Begin: Running /scripts/init-premount ... done.
Begin: Mounting root file system ... Begin: Running /scripts/local-top ... done.
Begin: Running /scripts/local-premount ...
[some unrelated text concerning USB mice and keyboards]
Begin: Waiting for suspend/resume device ... Begin: Running /scripts/local-block ... done.
done.
Gave up waiting for suspend/resume device
done.
Begin: Waiting for root file system ... Begin: Running /scripts/local-block ... done.
done.
Gave up waiting for root file system device.

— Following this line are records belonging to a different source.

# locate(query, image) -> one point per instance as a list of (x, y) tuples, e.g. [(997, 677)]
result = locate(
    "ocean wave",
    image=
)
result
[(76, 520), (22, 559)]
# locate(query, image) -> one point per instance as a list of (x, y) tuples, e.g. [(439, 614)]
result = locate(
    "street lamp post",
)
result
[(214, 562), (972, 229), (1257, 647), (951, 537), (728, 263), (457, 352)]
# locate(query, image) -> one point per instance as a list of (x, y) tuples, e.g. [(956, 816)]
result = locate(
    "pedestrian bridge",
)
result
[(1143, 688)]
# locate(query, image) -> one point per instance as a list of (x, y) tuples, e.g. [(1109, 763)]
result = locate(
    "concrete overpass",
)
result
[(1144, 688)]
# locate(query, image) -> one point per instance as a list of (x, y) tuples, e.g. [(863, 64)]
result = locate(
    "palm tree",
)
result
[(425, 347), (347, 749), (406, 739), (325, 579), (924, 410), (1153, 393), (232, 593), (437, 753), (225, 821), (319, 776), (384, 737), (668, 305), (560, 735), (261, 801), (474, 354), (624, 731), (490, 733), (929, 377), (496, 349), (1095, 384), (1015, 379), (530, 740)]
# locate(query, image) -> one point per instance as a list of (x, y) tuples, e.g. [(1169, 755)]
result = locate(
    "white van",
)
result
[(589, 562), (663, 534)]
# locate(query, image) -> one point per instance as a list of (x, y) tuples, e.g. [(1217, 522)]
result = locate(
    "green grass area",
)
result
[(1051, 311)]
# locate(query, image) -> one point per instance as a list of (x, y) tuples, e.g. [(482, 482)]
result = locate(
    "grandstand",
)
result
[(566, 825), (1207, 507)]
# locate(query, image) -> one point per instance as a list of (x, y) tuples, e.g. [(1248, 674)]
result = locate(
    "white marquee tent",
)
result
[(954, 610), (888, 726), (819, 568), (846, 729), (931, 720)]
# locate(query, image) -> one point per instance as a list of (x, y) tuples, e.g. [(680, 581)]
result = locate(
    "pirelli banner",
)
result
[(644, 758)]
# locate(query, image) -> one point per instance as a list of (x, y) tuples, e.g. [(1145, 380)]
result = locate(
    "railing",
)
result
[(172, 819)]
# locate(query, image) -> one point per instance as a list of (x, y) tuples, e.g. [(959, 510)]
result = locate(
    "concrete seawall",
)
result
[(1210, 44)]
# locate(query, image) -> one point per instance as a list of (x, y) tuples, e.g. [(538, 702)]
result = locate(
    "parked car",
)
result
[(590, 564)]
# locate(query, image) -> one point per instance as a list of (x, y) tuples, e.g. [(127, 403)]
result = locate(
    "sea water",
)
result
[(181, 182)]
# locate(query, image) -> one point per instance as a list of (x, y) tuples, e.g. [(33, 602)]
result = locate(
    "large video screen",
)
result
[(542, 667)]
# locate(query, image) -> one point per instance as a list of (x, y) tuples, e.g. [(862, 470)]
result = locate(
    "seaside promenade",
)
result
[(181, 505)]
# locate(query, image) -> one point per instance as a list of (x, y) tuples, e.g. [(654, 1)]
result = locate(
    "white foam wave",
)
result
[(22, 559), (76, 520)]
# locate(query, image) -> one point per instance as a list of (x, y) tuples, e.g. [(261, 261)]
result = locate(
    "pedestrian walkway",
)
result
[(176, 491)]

Common problems:
- Boot args (cat /proc/cmdline)
- Check rootdelay= (did the system wait long enough?)
- Missing modules (cat /proc/modules; ls /dev)
ALERT! UUID=[I'm too lazy to type it out]

Here is /proc/cmdline:
BOOT_IMAGE=/boot/vmlinuz-5.0.0-31-generic root=UUID=[the same UUID as before] ro

Here is /proc/modules:
[three concerning USB]
dm_mirror [more stuff] Live [long hexadecimal]
dm_region_hash [more stuff] Live [long hexadecimal]
dm_log [more stuff] Live [long hexadecemal]
ahci 40960 0 - Live 0xffffffffc0160000
libahci 32768 1 ahci, Live 0xffffffffc0154000
i2c_piix4 [more stuff] Live [long hexadecimal]
[two more concerning USB]
wmi [more stuff] Live [long hexadecimal]
gpio_amdpt [more stuff] Live [long hexadecimal]
gpio_generic [more stuff] Live [long hexadecimal]

Here is /dev:
vga_arbiter rfkill mem null port zero full random urandom kmsg tty console tty[0-63] vcs vcsu vcsa vcs[1-6] vcsu[1-6] vcsa[1-6] snapshot encryptfs fuse gpiochip0 fb0 ptmx ttyS[0-31] ttyprintk hpet hwrng lightnvm loop-control loop[0-7] udmabuf net ppp bus input psaux uinput rtc0 mapper mcelog cpu cpu_dma_latency network_latency network_throughput memory_bandwidth pts core fd stdin stdout stderr char gpiochip1 i2c-[0-3] rtc block hidraw[0-2]

I have already tried:
- Updating BIOS (I'm on 3.20, which is the latest reccomeneded BIOS for this motherboard)
- Installing dmraid (did nothing)
- Adding a script to start dmraid into /script/init-premount
- Seeing if the Ubuntu live USB could detect any drive (It detected none except itself)
- After all this I went back to AHCI mode and Ubuntu booted normally

If anyone knows a solution to this problem, help would be greatly appreciated.